Fabric With Feeling
Sydney Morning Herald
Friday August 3, 1990
THE AUSTRALIAN National Gallery has distinguished itself over the last two or three years by a series of encyclopedic historical surveys of Australian art, such as the monumental drawing and print exhibitions.
The present display of 280 textiles from South-East Asia is on a similarly vast scale, and covers one of the non-Australian areas in which the gallery holds extensive and important collections.
The gallery's founding director, James Mollison, decided to begin the collection in 1979, after seeing the Splendid Symbols exhibition at the Textile Museum in Washington.
The original textile committee included Robyn Maxwell, who in 1985 became curator of Asian Textiles. Over this relatively short time, a significant collection has been assembled, and with it has developed considerable expertise; the ANG's textile conservation department, for example, is said to be unrivalled anywhere in the world.

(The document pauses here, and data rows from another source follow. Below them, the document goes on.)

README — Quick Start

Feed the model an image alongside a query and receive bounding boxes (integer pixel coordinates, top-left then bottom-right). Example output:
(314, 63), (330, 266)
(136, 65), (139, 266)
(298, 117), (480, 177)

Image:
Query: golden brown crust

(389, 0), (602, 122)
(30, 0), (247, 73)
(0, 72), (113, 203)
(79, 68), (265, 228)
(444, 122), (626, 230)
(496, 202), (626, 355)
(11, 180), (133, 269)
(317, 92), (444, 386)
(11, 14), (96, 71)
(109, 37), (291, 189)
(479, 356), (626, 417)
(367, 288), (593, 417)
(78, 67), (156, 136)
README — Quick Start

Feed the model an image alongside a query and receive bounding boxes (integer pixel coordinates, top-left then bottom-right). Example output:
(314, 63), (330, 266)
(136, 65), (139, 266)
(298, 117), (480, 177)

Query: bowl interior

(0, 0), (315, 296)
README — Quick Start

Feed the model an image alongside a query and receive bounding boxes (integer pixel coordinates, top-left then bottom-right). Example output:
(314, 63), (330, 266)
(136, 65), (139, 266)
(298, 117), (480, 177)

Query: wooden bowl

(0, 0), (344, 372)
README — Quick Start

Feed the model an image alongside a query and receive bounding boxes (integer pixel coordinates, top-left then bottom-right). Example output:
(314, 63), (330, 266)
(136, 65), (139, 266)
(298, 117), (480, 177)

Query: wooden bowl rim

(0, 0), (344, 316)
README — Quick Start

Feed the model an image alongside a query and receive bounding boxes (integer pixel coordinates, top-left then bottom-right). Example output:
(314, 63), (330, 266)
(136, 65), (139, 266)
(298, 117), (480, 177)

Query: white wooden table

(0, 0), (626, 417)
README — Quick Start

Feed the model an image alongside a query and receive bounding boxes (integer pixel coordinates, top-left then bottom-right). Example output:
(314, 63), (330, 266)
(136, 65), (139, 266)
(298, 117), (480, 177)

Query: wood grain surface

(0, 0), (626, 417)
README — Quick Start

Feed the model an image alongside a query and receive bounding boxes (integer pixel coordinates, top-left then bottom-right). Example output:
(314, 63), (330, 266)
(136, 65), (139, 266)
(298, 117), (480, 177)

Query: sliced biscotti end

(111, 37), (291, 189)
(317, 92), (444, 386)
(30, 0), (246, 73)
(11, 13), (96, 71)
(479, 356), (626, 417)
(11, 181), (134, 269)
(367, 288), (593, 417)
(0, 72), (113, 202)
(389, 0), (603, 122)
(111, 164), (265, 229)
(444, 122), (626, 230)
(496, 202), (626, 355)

The textile department's technical, historical and anthropological understanding of these materials is represented in the book that accompanies the exhibition: Robyn Maxwell's Textiles of Southeast Asia, expensive but beautifully illustrated, mostly from the works in the national collection, and full of information about the production and use of the different works exhibited.
An understanding of any art-form requires a basic knowledge of its techniques and applications, but this is perhaps particularly true of one as deceptively approachable as these textiles.
Their decorative appeal, subtle or sumptuous, is immediate; and yet even the appreciation of pattern can be far more finely-tuned by at least an approximate knowledge of the way it is made. Most visitors to the gallery would probably have a rough idea how batik is produced, but perhaps far fewer would know that ikat is made by stretching out the warp or weft threads of the fabric, and tie-dying the patterns before weaving the cloth.
An awareness of this technique, and the effects it produces, will allow quite a different appreciation, for example, of the fineness and virtuosity of double ikat, in which both warp and weft are treated in this way and then woven together, in effect overlaying the two patterns.
Even less familiar will be such techniques as supplementary weft weaving, in which patterns, often of extraordinary tightness and complication, are woven into the cloth itself.
As a general principle, the closer a technique is to painting or dying, the more immediately accessible it seems to be to the uninitiated, while the more intrinsically it is involved in weaving itself, the further it is from familiar points of reference.
Beyond technical considerations, however, is the awareness that all these fabrics, in their patterns, their forms and their uses, have an intimate meaning for the communities in which they originate. They are saturated with symbolic or iconographic references, and ritual or ceremonial associations which we can, of course, understand only from the outside. But unless we read about them, we cannot understand them at all.
One thing that we can, however, understand at once is that these textiles, although they may be in most cases garments (but not for everyday wear), are not fashions.
The contrast throws some of their most characteristic qualities into relief: the fashion industry is based on novelty and obsolescence, new looks which are soon superseded and not intended to last. These fabrics, on the contrary, are beautifully made with much time and care, and become family heirlooms.
At a deeper level, fashion is concerned with achieving a certain "look", whose real meaning is not much more than that the individual is wealthy enough to afford the new look (hence the unequalled vapidity of fashion writing).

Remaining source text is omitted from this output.